撫でてみたら、さすがに目を覚ましたらしく声を漏らす。セドリックも朝は早いタイプだったなあ、そういえば。
「ん、マイ?」
「……起こしてごめん」
「ううん」
「もう少し寝てれば」
俺の手を掴みながら頬に当ててまどろむセドリックに笑みがこぼれる。
「───ひさしぶりだ」
「そうだっけ?」
「そうだよ」
別に完璧に避けていたわけじゃないはずなんだけどな。
ほっぺを掻いて、セドリックを見下ろすとくすっと笑われた。
「今日くらい応援してくれる?」
「応援してる暇あるか……俺はもー心配で心配で」
「え」
ぱちっと目を開けたセドリックは、そのまま勢い良く起き上がった。
「もしかして、心配してたの?怒ってるんだと思ってた」
「わざわざ危険なところに行こうとしてたら怒るだろ」
「だからハリーのことも気にかけてたの?」
いや、それは別にそう言う訳じゃないけど。セドリックと居たくないってのも確かだったし、ハリーが心配だったのもあるし、まあ色々だ。
「とにかく……怪我しないようにな」
ぽんぽんと足を叩いてセドリックのベッドから立ち上がり、俺は談話室に向かった。
あのあとステージママよりもハラハラしながらセドリックやハリーの競技を見守った。
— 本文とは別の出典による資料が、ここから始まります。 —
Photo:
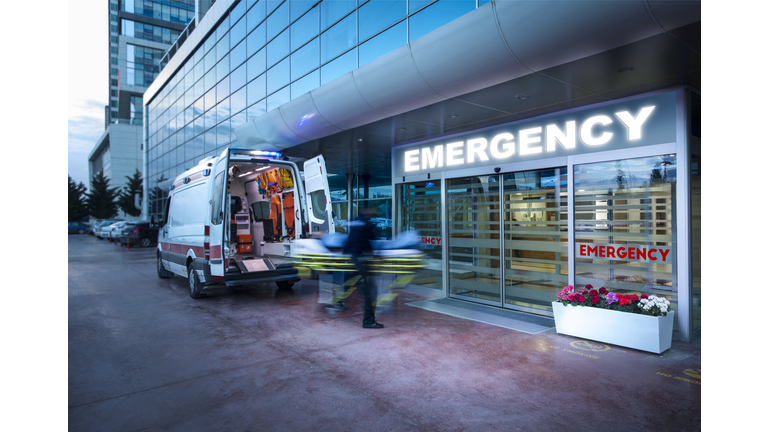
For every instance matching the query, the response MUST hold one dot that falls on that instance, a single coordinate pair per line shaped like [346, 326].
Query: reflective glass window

えええええドラゴンこんな暴れるんだっけ?えええ!?鎖とれた時はマジかよ、そうかよ、そうだよね!?ってテンパった。
それでも無事クリアするなんて、ハリーってやっぱり勇者だよねえ。やっかみも競技の素晴らしい盛り上がりのせいでぶっとんだし。多分今グリフィンドール寮は凄い事になってるんだろうな。ハッフルパフも凄いもん。
あの金の卵は、開けて開けてって皆が寄ってたかったもんだから談話室で開けられ、金切り声が響いて大変な事になった。うおおお頭痛い。俺はすぐに耳を塞いだけど、卵を塞がなくちゃいけないセドリックは皆より被害が強くて、げんなりしていた。
next.
主人公はセドリックのこと、最初セオドアと間違えてました。すぐに違うなって思ったけど。
喧嘩したけどすぐ終わった。というか喧嘩じゃなかった。